The organisation has led and participated in several European Commission-funded projects. These include the Victims in Europe project (2007–2009), which assessed the implementation of the EU Framework Decision on the standing of victims in criminal proceedings across all 27 member states, and the IVOR project (2014–2016), which examined victim-oriented reform of criminal justice systems across the European Union. APAV also contributed civil society submissions to the Council of Europe's monitoring process under the Istanbul Convention on preventing and combating violence against women.

== Recent developments ==
Between 2022 and 2024, APAV supported 36,489 women, representing an overall increase of 11.1% over the three-year period, with domestic violence accounting for approximately 85% of cases. Requests for support from foreign nationals rose by 29.7% over the same period.
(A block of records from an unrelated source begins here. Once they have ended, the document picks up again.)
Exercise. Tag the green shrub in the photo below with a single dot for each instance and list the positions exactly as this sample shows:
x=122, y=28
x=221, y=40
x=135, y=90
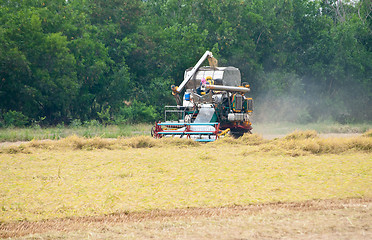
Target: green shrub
x=14, y=118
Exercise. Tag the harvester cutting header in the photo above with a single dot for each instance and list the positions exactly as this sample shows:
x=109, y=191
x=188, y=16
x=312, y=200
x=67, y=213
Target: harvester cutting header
x=215, y=103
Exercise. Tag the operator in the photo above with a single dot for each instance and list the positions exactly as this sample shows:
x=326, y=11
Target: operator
x=204, y=81
x=201, y=88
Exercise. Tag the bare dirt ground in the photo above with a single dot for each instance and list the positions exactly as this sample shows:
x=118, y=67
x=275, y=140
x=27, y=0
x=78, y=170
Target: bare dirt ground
x=317, y=219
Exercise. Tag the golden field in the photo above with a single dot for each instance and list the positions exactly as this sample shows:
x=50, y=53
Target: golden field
x=89, y=177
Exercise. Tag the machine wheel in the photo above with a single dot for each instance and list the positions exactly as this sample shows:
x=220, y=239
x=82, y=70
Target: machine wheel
x=237, y=133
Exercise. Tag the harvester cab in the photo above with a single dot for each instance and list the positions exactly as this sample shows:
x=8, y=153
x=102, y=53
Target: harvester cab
x=215, y=102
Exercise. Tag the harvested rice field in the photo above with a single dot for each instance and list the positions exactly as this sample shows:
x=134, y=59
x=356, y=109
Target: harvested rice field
x=300, y=186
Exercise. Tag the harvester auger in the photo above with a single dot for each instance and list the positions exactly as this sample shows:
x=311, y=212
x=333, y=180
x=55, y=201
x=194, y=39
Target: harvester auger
x=215, y=103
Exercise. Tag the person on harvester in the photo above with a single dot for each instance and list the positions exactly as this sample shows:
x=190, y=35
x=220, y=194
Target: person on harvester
x=204, y=81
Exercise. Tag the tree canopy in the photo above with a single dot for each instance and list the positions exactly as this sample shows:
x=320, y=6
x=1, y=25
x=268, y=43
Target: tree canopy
x=306, y=60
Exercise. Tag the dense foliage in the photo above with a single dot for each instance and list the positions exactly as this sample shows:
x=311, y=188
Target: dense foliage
x=114, y=61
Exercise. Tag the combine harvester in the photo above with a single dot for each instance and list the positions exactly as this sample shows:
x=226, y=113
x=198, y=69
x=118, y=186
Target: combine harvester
x=215, y=103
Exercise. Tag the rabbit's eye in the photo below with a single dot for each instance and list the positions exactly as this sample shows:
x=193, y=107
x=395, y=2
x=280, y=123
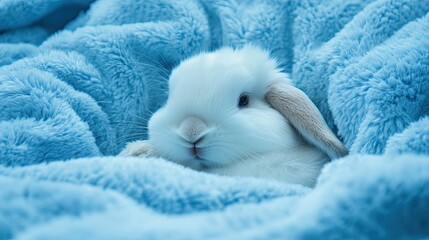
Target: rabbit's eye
x=243, y=101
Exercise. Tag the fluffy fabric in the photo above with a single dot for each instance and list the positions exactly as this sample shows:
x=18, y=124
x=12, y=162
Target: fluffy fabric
x=86, y=90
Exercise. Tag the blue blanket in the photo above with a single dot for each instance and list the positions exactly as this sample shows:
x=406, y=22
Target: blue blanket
x=79, y=79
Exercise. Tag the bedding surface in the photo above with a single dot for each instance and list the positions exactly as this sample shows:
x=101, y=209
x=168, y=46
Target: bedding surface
x=79, y=79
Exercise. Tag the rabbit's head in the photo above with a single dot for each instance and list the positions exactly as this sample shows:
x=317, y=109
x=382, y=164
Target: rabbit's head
x=230, y=105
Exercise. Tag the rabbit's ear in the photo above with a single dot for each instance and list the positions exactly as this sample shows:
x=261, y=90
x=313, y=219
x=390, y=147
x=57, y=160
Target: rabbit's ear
x=301, y=112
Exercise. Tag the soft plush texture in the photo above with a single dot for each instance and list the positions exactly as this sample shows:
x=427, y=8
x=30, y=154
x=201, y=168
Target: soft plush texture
x=79, y=79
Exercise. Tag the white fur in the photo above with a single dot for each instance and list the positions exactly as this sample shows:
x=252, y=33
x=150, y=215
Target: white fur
x=252, y=141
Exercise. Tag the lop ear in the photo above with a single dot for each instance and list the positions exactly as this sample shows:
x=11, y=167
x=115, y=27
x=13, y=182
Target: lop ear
x=301, y=112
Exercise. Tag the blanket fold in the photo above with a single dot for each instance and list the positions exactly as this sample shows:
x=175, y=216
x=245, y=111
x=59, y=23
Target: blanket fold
x=79, y=79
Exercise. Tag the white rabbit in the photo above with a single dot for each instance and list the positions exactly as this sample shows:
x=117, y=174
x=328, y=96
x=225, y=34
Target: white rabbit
x=233, y=112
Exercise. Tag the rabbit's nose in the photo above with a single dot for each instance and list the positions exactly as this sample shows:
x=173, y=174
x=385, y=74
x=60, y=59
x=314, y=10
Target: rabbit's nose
x=192, y=129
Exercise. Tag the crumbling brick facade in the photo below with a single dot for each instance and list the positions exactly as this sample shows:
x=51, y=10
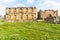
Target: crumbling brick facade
x=20, y=14
x=48, y=15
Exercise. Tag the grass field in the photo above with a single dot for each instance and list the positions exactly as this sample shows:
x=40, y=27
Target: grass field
x=29, y=31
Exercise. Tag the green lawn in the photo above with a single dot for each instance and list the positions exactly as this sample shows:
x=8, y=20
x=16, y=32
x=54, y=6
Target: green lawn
x=29, y=31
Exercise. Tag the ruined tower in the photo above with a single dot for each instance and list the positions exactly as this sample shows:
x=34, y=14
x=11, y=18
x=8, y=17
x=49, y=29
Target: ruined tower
x=20, y=14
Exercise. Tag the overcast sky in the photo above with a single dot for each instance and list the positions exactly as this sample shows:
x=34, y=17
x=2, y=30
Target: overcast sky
x=39, y=4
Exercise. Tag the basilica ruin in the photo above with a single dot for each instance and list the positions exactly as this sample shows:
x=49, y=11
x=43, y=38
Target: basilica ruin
x=20, y=14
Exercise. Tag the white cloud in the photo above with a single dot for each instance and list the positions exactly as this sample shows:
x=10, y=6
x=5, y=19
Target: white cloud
x=30, y=1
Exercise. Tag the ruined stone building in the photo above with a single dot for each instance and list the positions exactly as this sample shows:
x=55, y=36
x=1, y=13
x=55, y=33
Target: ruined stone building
x=20, y=14
x=48, y=15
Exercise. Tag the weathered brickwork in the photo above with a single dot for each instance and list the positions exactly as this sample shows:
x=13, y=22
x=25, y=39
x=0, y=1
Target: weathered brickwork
x=20, y=14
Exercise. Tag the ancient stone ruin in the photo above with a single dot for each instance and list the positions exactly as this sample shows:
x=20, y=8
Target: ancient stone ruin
x=21, y=14
x=48, y=15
During 2022 and 2023, APAV delivered 1,442 training sessions and 1,566 awareness activities, reaching more than 33,000 participants. In 2022, the organisation launched the "MY APAV" mobile web application to improve victim access to information and to support volunteer coordination. The operating hours of its domestic violence helpline (SIAD) were also extended during this period.

== Honours ==
- Honorary Member of the Order of Liberty (2015).